Ainsi étoienf par le monde plusieurs chevaliers et écuyers en diverses opinions. Toutes fois le roi Henry escripsit tantôt pardevers le roi d’Arragon et envoya grands messages, en priant qu’il ne se vouîsist nullement accorder ni composer pardevers le prince de Galles ni ses alliés ; car il étoit et vouloit être son bon voisin et ami. Le roi d’Arragon qui moult aimoit à avoir à voisin, car il avoit trouvé du temps passé le roi Dam Piètre moult hautain et cruel, rassura le dit que nullement, pour perdre grand’partie de son royaume, il ne se allieroit au prince ni accorderoit au roi Dam Piètre ; mais ouvriroit son pays pour laisser passer toutes manières de gens d’armes qui en Espagne voudroient aller, tant de France comme d’ailleurs, en son confort ; et empêcheroit tous ceux qui gréver le voudroient. Ce roi d’Arragon tint bien ce qu’il promit à ce roi Henry ; car si très tôt comme il sçut de vérité que le roi Dam Piètre étoit aidé du prince, et que des compagnies tendoient à traire celle part et en la prinçauté, il fit clorre tous les pays d’Arragon et garder bien et détroitement, et mit gens d’armes et geniteurs[1] sur les montagnes et ès détroits de Castelongne, si que nul ne pouvoit passer fors en grand danger. Mais les Compagnies trouvèrent un autre chemin, et eurent trop de maux et de povretés ainçois qu’ils pussent issir hors des dangers d’Arragon. Toutes fois ils vinrent sur les marches de la comté de Foix, et trouvèrent le pays de Foix clos contre eux ; car le comte ne vouloit nullement que tels gens entrassent en sa terre. Ces nouvelles vinrent au prince, qui pour le temps se tenoit à Bordeaux, et pensoit et imaginoit nuit et jour comment à son honneur il pourroit fournir ce voyage, que ces Compagnies ne pouvoient passer ni retourner en Aquitaine, et que les pas d’Arragon et de Castelongne étoient devéés et clos, et étoient à l’entrée de la comtè de Foix, et non pas trop à leur aise. Si ce douta le dit prince que le roi Henry et le roi d’Arragon, par contrainte ne menassent tellement ces gens d’armes, qui étoient bien douze mille, desquels il espéroit à avoir le confort, et aussi par grands dons et promesses, qu’ils ne fussent encontre fui. Si s’avisa le dit prince qu’il enverroit devers eux messire Jean Chandos pour traiter à eux et retenir, et aussi par devers le comte de Foix que, par amour, il ne leur voulsist faire nul contraire, et que tout le dommage que ils feroient sur lui ni en sa terre, il lui rendroit au double.
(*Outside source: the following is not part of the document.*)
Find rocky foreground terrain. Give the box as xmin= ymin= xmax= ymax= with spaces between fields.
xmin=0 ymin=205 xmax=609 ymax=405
Ce message à faire, pour l’amour de son seigneur, emprit messire Jean Chandos, et se partit de Bordeaux, et chevaucha devers la cité d’Ax en Gascogne ; et exploita tant par ses journées que il vint à la comté de Foix où il trouva le dit comte. Si parla à lui si avisément et si convenablement qu’il eut le comte de Foix d’accord, et le laissa passer outre parmi son pays paisiblement. Si trouva les compagnies en un pays que on dit Baseke. Là traita-t-il à eux, et exploita si bien qu’ils eurent tous en convenant de servir et d’aider le prince en ce voyage, parmi grand argent qu’ils devoient avoir de prêt. Et tout ce leur jura messire Jean Chandos ; et vint de rechef devers le comte de Foix, et lui pria doucement que ces gens, qui étoient au prince, il voulût souffrir et laisser passer parmi un des bouts de terre. Cil qui vouloit être agréable au prince et qui étoit son homme en aucune manière, pour lui complaire, lui accorda, parmi tant que ces compagnies ne devoient porter nul dommage à lui ni à sa terre. Messire Jean Chandos lui eut en convenant, et envoya arrière un sien chevalier et son héraut devers ses Compagnies, et tout le traité qui étoit entre lui et le comte de Foix ; et puis s’en retourna devers le prince à Bordeaux, à qui il recorda tout son voyage et comment il avoit exploité. Le prince qui le créoit et aimoit, se tint bien à content de son exploit et de son voyage.

  1. Geniteurs, genetaires, etc., cavaliers légèrement armés, du mot genet, sorte de petit cheval de montagne.